Stat of the Week Competition: April 26 – May 2 2014

Each week, we would like to invite readers of Stats Chat to submit nominations for our Stat of the Week competition and be in with the chance to win an iTunes voucher.

Here’s how it works:

  • Anyone may add a comment on this post to nominate their Stat of the Week candidate before midday Friday May 2 2014.
  • Statistics can be bad, exemplary or fascinating.
  • The statistic must be in the NZ media during the period of April 26 – May 2 2014 inclusive.
  • Quote the statistic, when and where it was published and tell us why it should be our Stat of the Week.

Next Monday at midday we’ll announce the winner of this week’s Stat of the Week competition, and start a new one.

The fine print:

  • Judging will be conducted by the blog moderator in liaison with staff at the Department of Statistics, The University of Auckland.
  • The judges’ decision will be final.
  • The judges can decide not to award a prize if they do not believe a suitable statistic has been posted in the preceeding week.
  • Only the first nomination of any individual example of a statistic used in the NZ media will qualify for the competition.
  • Individual posts on Stats Chat are just the opinions of their authors, who can criticise anyone who they feel deserves it, but the Stat of the Week award involves the Department of Statistics more officially. For that reason, we will not award Stat of the Week for a statistic coming from anyone at the University of Auckland outside the Statistics department. You can still nominate and discuss them, but the nomination won’t be eligible for the prize.
  • Employees (other than student employees) of the Statistics department at the University of Auckland are not eligible to win.
  • The person posting the winning entry will receive a $20 iTunes voucher.
  • The blog moderator will contact the winner via their notified email address and advise the details of the $20 iTunes voucher to that same email address.
  • The competition will commence Monday 8 August 2011 and continue until cancellation is notified on the blog.

Rachel Cunliffe is the co-director of CensusAtSchool and currently consults for the Department of Statistics. Her interests include statistical literacy, social media and blogging. See all posts by Rachel Cunliffe »


  • avatar
    William Eaton

    Statistic: “first-born girls were 13 per cent more ambitious than first-born boys”
    Source: NZ Herald
    Date: 28-Apr-2014

    Not clear how we can measure that so accurately.
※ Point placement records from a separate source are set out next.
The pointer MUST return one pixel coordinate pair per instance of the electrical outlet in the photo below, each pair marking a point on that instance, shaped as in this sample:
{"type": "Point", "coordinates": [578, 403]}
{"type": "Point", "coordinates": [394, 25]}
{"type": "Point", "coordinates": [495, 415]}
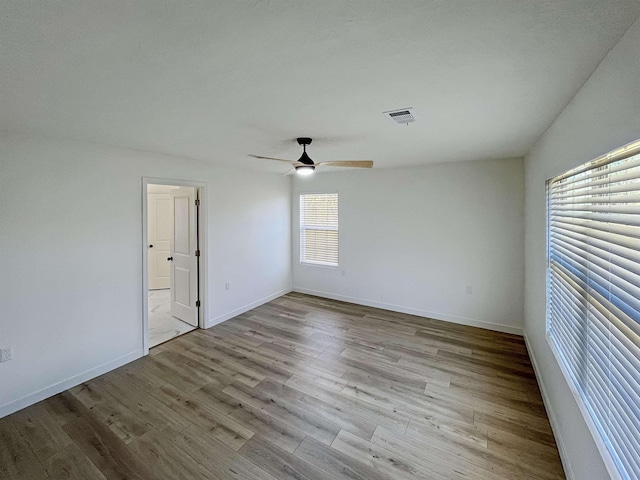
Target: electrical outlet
{"type": "Point", "coordinates": [6, 354]}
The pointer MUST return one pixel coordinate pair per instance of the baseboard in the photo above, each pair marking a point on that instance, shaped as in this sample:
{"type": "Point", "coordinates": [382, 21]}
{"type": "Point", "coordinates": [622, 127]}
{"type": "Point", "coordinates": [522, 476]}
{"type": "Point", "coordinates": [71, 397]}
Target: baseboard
{"type": "Point", "coordinates": [555, 427]}
{"type": "Point", "coordinates": [414, 311]}
{"type": "Point", "coordinates": [245, 308]}
{"type": "Point", "coordinates": [35, 397]}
    Happily, the story quickly devolves into random examples that undercut the headline: First-born best placed to succeed.

    3 years ago

  • avatar
    Nick Iversen

    Statistic: A 50% probability is useless
    Source: New Zealand Herald
    Date: 29 Apr 2014

    I know it’s not the done thing to criticise university professors on this university website and that this post is therefore ineligible for the prize but the error should be pointed out so here goes.
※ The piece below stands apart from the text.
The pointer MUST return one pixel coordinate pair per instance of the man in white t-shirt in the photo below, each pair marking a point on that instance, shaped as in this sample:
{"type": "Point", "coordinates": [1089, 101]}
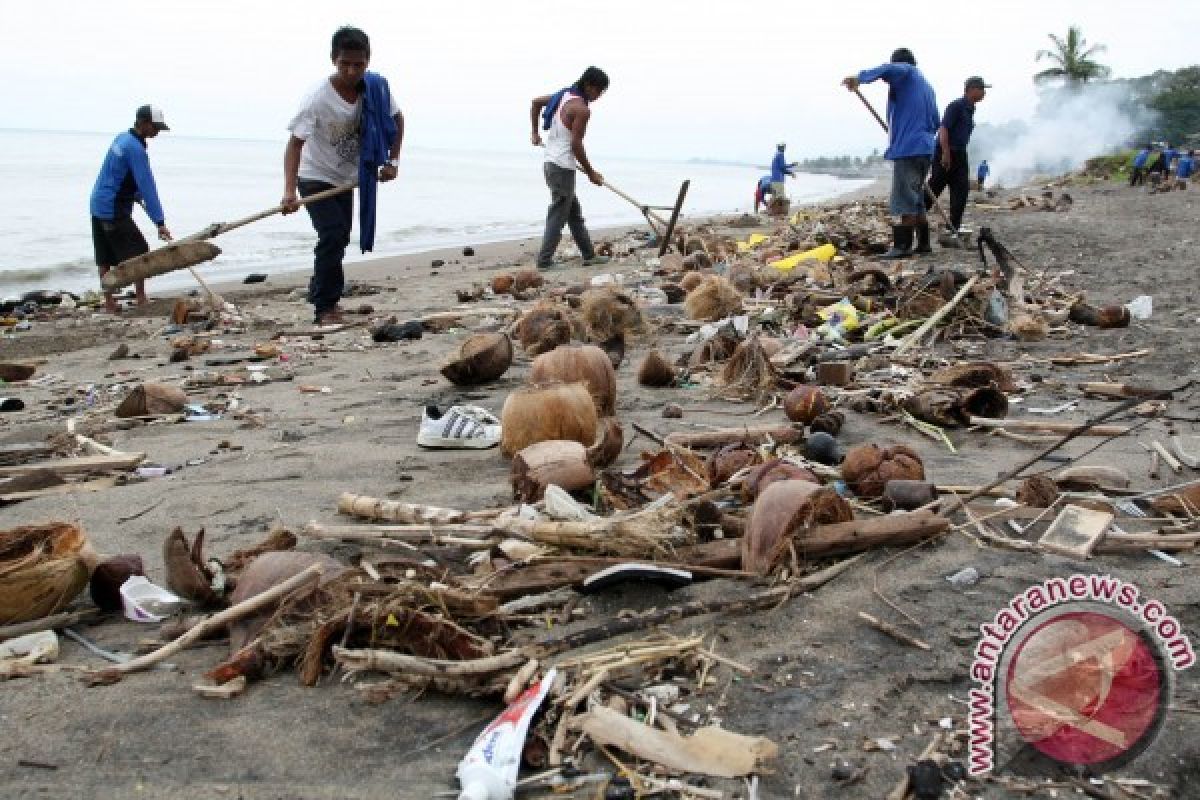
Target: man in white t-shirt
{"type": "Point", "coordinates": [322, 154]}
    In the article Chris de Freitas says that a 50% probability is not useful because it “is no better than flipping a coin.”
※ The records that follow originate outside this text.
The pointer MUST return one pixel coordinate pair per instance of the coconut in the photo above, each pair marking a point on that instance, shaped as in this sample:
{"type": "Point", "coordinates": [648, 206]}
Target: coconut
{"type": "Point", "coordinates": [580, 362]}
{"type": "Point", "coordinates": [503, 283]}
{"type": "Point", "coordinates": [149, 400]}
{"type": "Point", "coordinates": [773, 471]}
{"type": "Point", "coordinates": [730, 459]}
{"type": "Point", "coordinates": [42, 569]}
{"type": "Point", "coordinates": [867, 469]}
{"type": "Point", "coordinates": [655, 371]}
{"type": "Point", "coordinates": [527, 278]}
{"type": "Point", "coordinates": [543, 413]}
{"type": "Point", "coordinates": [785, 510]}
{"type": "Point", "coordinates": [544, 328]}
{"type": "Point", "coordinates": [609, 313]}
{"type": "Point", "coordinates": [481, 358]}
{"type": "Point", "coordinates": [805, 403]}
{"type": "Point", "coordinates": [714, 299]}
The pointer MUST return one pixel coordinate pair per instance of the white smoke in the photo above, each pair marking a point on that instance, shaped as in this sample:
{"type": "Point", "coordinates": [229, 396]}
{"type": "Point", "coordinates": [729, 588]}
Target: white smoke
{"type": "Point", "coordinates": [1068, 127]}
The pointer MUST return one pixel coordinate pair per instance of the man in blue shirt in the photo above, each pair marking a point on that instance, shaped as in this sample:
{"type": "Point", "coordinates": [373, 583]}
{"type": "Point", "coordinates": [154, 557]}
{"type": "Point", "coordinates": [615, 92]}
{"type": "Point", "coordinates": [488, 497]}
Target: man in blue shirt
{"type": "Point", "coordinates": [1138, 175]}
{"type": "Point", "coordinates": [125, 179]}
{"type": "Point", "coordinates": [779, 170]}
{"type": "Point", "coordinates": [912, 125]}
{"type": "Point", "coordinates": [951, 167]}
    This is faulty reasoning. The NOAA say (http://www.elnino.noaa.gov/lanina_new_faq.html) that “El Niño and La Niña occur on average every 3 to 5 years” so in any one year the probability of an event is 0.20 to 0.33.

    So a notice of a 0.50 probability means that the event is more likely to occur than usual. This is useful information for farmers. The fact that the probability is the same as a coin toss is irrelevant.

    He says “it can lead to an impression that skill exists when it does not.” Turning a 0.20 prediction into a 0.50 prediction IS an indication of skill.

    If I could predict lotto numbers with a 50% probability (which is no better than a coin toss) I’d be filthy rich.

    He goes on to say “send an email to, say, 512 people with the message that there is a 50 per cent chance of an El Nino developing over the coming summer. Of these, 256 should get the correct prediction.”

    That doesn’t make sense. All 512 people got the same email. So 256 can’t be different.

    What he means is that if you send 256 emails predicting an event will happen and 256 emails predicting an event won’t happen then 256 people will get the correct prediction. So what? That doesn’t prove anything about 50% probabilities. I could have chosen 12 people and 500 people. That wouldn’t prove anything either. Some people would get correct and some incorrect predictions. So what?